The Mystery Skirt part 3: Revealed

Liz Haywood modeling finished mystery skirt

Hi All,

The Mystery Skirt got finished.  You can read how I started it in Part 1 and Part 2.

The skirt is from Sato Watanabe’s Stylish Skirts.  Mine has emerged slightly different, but I’m very happy with how it turned out, and the fabric was a dream to sew (although difficult to photograph for you).


Front view of mystery skirtBack view of mystery skirt


It took longer than I expected to make because I decided to add a lining (to sit more smoothly over opaque winter tights).

I also decided to add a pocket, since I tend to wear skirts more if they have a pocket.

pocket in mystery skirt

I sewed an invisible zip into one of the diagonal seams and added a pocket bag behind it.


I’m looking forward to wearing it -I just need some cold weather!





If you own Stylish Skirts and want to make this skirt, here is the drafting diagram (the book didn’t have one as you may remember; this is mine):

Mystery skirt drafing instructionsIt looks very confusing at first glance, but it’s only simple geometry.  When you’ve made the pattern pieces, try pinning them together and trying it on to see how they’ll be sewn.

It fits a person with 38″ hips and a 30″ waist, who is 5’6″ (168cm) tall (I’m no short Japanese person!).  If you want to make it bigger, make the back and fronts wider, but leave the triangle shapes the same.  For example, for 40″ (42″, 44″) hips, cut the back (and corresponding section of lower band) at 45.5cm (48cm, 50.5cm) wide, and the 20cm front extensions on the left & right fronts would be 21.2cm (22.4cm, 24.6cm).  You’ll still sew the extensions at 20cm away from the selvedge for every size.

This is a fairly low slung skirt.  The skirt’s waist is on the generous side to accommodate all the winter things I will tuck in.  For a summer skirt I might make the whole left front panel one or two centimetres narrower.

The back darts can be used to adjust the waist measurement.  I moved their position to centre them over a stripe so they looked symmetrical.

Very important: label all the pieces when you cut them out!  This is one of those garments that you need to cut and sew all on the same day, and you’ll definitely need to refer to the construction order diagram in the book when you sew it together.

Sorry I don’t have a fabric estimate for this, but it’s probably more than the amount in the book.  My fabric had tiny pinholes in it that I had to cut around, and I also matched the stripes in a few places.  This skirt is excellent for striped fabrics that look the same on both sides, and since the front edges are selvedges make sure the fabric has good ones.


ironing fusing onto waist of skirt

I ironed a 2.5cm strip of fusing to the top edge to stabilize it.

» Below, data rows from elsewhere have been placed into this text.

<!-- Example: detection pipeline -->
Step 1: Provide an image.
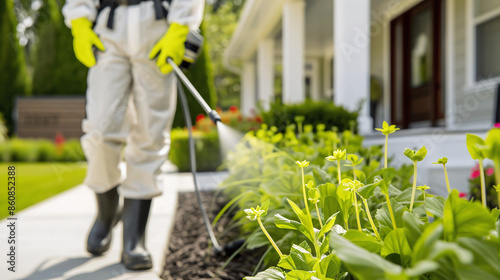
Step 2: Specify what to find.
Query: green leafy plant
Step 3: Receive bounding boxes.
[326,149,346,184]
[404,146,427,211]
[432,157,451,193]
[375,121,399,168]
[225,122,500,279]
[245,200,284,258]
[466,134,486,207]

I didn’t do this for the front extensions -just the part that goes around the waist.


detail of pocket in mystery skirt

If you wan to add a pocket in the front like mine, I used a 7″ invisible zip, and started the top of the zip 5cm down from the finished top of the skirt.  Cut two pocket bags 5cm wider than the opening and the depth of your liking.


inside view of skirt laid on table

Here’s the inside of the skirt with the seams sewn. You can see the pocket bag on the right front.  I haven’t sewn the back darts yet.  Oops! I sewed the zip on the wrong side!


mystery skirt lining pieces laid on table

These are the lining pieces -all I could get was black satin. I cut the lining out after measuring the sewn-together skirt.  Because I sewed the zip on the wrong side I had to leave a seam in the lining to match.  Otherwise I would have had a seam between the back and the left front.


folding the top edge over the lining

To attach the lining, I slid it up into the top folded-over edge.  Then I stitched through all the layers at once.


liz haywood wearing the skirt inside out

A very awkward picture of me wearing the skirt inside out so you can see the lining.  There’s a slit for the zip, and a small (10cm) slit at the top of where the fronts join together.


corners of seam allowances folded int

There are 3 corner junctions where the seam allowances needed hand-stitching down to make them lie flat. It’s every corner of the lower front triangle.


back dart trimmed

I trimmed the top of the back dart so it wasn’t so bulky when the top was folded down.


detail of front waist right corner

On the waist of the front right, there’s a tricky angle where the upper front triangle is sewn on. Sew only on the stitching line from point to point, not to the raw edge, or it won’t fold over properly.